Saturday, July 16, 2016

Citigroup Tops Expectations, Despite Drop in Profit – Wall Street Journal

Citigroup Inc. C -0.27 % turned in lower profit and revenue for the second quarter versus a year earlier. But for a bank that is still considered a work in progress, it was good enough for many investors.

The bank on Friday said earnings fell 17% from a year ago, and revenue was down 10%. The results were better than analysts had predicted and topped what Chief Executive Michael Corbat had forecast just six weeks ago, driven by a Brexit-related mini-trading boom, growth in Mexico and an improving credit profile for customers.

Bank executives played down the effects of the June 23 U.K. vote to leave the European Union, which investors had feared might overwhelm even U.S. banks.

"We're not looking at this U.K. referendum outcome as being some signaling of another financial crisis," Chief Financial Officer John Gerspach said, echoing the sentiment of executives at J.P. Morgan Chase & Co., which reported earnings Thursday.

Still, the Brexit vote killed the banks' hopes the Federal Reserve might raise U.S. interest rates this year, and the superlow rates continue to pressure bank earnings.
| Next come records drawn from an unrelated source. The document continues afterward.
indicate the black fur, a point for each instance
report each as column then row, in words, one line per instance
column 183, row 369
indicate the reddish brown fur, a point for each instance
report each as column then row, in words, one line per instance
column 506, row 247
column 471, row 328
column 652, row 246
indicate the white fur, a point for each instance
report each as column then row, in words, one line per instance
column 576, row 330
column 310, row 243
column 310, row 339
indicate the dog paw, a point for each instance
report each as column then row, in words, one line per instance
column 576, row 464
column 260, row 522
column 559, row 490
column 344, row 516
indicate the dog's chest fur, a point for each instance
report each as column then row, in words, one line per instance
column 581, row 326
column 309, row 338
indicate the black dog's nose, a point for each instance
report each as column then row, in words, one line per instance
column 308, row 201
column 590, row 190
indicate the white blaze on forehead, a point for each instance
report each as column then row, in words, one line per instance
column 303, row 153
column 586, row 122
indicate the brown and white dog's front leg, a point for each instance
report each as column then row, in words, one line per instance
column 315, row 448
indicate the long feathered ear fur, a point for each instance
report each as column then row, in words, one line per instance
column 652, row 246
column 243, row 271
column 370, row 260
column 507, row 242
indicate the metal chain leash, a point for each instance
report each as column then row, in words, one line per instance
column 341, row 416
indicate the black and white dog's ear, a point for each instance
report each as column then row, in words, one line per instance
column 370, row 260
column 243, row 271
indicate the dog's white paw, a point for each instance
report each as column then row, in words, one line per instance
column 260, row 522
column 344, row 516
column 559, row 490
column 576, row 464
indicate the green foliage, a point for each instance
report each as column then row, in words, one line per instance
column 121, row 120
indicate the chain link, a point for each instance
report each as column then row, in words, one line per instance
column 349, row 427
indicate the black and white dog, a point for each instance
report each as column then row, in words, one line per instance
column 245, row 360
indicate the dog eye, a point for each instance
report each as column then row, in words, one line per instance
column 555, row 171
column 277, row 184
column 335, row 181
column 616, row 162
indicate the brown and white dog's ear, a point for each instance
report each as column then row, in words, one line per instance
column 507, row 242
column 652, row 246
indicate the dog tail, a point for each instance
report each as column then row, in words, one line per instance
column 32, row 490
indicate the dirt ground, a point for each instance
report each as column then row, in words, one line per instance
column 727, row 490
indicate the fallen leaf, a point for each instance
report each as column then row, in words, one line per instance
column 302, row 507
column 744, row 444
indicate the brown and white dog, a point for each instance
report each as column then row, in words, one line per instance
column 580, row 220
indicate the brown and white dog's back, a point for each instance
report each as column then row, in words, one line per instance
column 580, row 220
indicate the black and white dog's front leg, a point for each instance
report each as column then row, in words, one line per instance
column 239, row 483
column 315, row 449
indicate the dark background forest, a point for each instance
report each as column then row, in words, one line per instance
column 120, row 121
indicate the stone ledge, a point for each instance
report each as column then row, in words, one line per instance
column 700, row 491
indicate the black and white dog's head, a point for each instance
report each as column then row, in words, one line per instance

Mr. Corbat said the global environment "remains challenging," citing the change in power in the U.K. and the "unique presidential campaign" in the U.S.

"Such geopolitical and economic uncertainty doesn't create a clear picture of potential interest-rate increases," Mr. Corbat said.

Citigroup posted second-quarter profit of $ 4 billion, down from $ 4.85 billion a year ago. Earnings on a per-share basis were $ 1.24. That beat the $ 1.10 expected by analysts polled by Thomson Reuters, though those estimates had been falling since the start of the year and declined further in the wake of the Brexit vote.

Citigroup's revenue slightly beat expectations, at $ 17.55 billion versus analyst estimates of $ 17.47 billion. Still, it was the second consecutive quarter with a year-over-year decline.

That said, the past year and a half has been relatively calm for Citigroup, which for years was beset by legal fees and regulatory stumbles. Now, Citigroup has to show that it can turn in steady earnings and boost revenue to improve returns for beleaguered shareholders.

Those remain subpar. The bank's return on equity in the second quarter was 7%, below its theoretical 10% cost of capital. In the past five years, Citigroup has failed to surpass that threshold in even a single quarter. Mr. Gerspach said on a call with reporters that the bank recognizes it needs to boost this, but that "the trendline is clearly there to get to where we know we need to get to."

Citigroup executives expressed confidence in their overall strategy, which includes doing business around the world and focusing the consumer bank on wealthier customers in big cities. "I think globalization is still something that is going to be with us for a while," Mr. Gerspach said.

Analysts reacted positively to the results. Evercore ISI analyst Glenn Schorr said Citigroup's better-than-expected earnings were helped by loan growth, good credit quality and tame expenses, and said profitability metrics should move higher.

In trading and investment banking, Citigroup's results had some similarities with J.P. Morgan's, including a jump in the unit that trades bonds and currencies and a decline in investment banking.

Trading revenue, excluding an accounting adjustment, rose 15% to $ 4.26 billion from $ 3.7 billion a year ago. Citigroup's revenue from trading bonds, currencies and commodities rose 14%. Revenue from the smaller equities-trading unit was also up.

Mr. Gerspach said the bank had been "well positioned" to help clients dealing with the Brexit fallout. He also expressed optimism about trading in recent weeks. "Markets are open, markets are active, we're having great engagement with our clients," Mr. Gerspach said.

J.P. Morgan's better-than-expected results fueled a rise in bank stocks Thursday, but it didn't last long. On Friday, all the big-bank stocks were down, led by a drop of nearly 3% at Wells Fargo WFC -2.51 % & Co., which reported results that disappointed investors.